LabVIEW 2017 contains already set of built-in Malleable VIs, and they are:

Array palette:

  • Decrement Array Element;
  • Increment Array Element;
  • Shuffle 1D Array;
  • Shuffle 2D Array;
  • Sort 2D Array;

Comparison palette:

  • Is Value Changed;

Conversion palette:

  • Number To Enum;

Timing palette:

  • Stall Data Flow.

Also, Malleable VIs use Type Specialization Structure, which basically decides, whether input data type is acceptable. But, as LabVEIW 2017 help says, this structure is not a public LabVIEW feature. It’s experimental, so maybe it contains some bugs, or something. When it’ll be “officially” released for usage – not clear.

By the way, Malleable VIs is possible to create in couple ways: one is standard, like New… -> Malleable VI; and second – just rename VI extension to .vim.
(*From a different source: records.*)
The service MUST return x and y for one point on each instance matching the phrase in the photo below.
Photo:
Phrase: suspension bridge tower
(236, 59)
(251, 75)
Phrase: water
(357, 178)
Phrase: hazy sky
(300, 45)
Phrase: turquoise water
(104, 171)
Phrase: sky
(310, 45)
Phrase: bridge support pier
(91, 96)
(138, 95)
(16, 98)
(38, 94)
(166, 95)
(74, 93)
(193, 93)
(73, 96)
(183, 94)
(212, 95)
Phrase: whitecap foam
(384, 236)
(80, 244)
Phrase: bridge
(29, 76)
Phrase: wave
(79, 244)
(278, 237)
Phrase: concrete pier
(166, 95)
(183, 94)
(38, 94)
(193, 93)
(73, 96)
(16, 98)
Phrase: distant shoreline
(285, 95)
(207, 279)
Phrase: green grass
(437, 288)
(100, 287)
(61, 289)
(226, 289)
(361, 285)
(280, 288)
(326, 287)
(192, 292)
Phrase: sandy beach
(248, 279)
  1. Read-Only Access for Data Value References

For In Place Element structure, while adding Data Value Reference Read / Write Element node, one can right-click on the write node, and select option “Allow Parallel Read-Only Access”. So when the border node on the right side is not connected, LabVIEW 2017 allows parallel read-only access to data without modification of the data value reference.

  1. New Channel Template – Event Messanger

This channel – Event Messanger – allows to transfer data from multiple writes directly to one, ore more Event Structures.
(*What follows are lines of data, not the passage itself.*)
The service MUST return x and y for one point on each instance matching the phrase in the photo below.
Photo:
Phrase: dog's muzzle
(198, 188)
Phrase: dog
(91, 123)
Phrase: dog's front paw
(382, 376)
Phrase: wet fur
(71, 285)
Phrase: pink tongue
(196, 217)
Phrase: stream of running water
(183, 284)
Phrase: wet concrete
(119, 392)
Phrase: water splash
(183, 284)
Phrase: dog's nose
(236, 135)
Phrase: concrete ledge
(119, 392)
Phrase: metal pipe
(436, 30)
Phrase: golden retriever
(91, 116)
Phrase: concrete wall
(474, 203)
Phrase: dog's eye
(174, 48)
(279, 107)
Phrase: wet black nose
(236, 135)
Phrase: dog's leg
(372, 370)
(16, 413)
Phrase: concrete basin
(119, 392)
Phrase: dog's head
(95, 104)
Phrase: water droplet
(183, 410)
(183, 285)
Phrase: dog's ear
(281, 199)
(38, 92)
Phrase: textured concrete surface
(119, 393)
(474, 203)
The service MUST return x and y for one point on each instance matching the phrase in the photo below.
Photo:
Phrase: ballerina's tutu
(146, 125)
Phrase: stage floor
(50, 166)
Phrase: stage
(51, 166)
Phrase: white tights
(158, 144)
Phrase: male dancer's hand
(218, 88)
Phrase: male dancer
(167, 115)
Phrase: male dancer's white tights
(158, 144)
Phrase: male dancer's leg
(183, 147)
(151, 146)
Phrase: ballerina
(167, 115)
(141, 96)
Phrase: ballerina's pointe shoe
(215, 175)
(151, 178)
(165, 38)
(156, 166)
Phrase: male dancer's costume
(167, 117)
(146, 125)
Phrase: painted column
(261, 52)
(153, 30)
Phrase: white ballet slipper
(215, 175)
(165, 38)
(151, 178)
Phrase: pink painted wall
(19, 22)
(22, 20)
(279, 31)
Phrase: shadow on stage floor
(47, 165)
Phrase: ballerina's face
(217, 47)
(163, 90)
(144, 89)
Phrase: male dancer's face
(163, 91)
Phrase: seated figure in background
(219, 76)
  1. Application Builder Enhancements

One of the most useful – is the Backward Compatibility of the LabVIEW Run-Time Engine. So, since LabVIEW 2017, LabVIEW supports backward compatibility for the LabVIEW Run-Time Engine. It’s time to forget about installing of all versions of Run-Time Engines on the machine, or recompiling the code! LabVIEW

This improvement is applied to exe, dlls and ppls. To enable the option, in Advanced tab of the build specification, option “Allow future versions of the LabVIEW Runtime to run this application” / “Allow future versions of LabVIEW to load this packed library” / “Allow future versions of LabVIEW to load this shared library” (depends on the build type) should be selected.

Also, dlls performance and stability are significantly improved. And not just calls of external dlls in LabVIEW, but also calls of LabVIEW dlls in other languages (does anyone doing it like this? Interesting…). For example, calls to LV-build dlls from C-code now can run in a multithreaded execution system.

So, have fun with this new, LabVIEW 2017 release!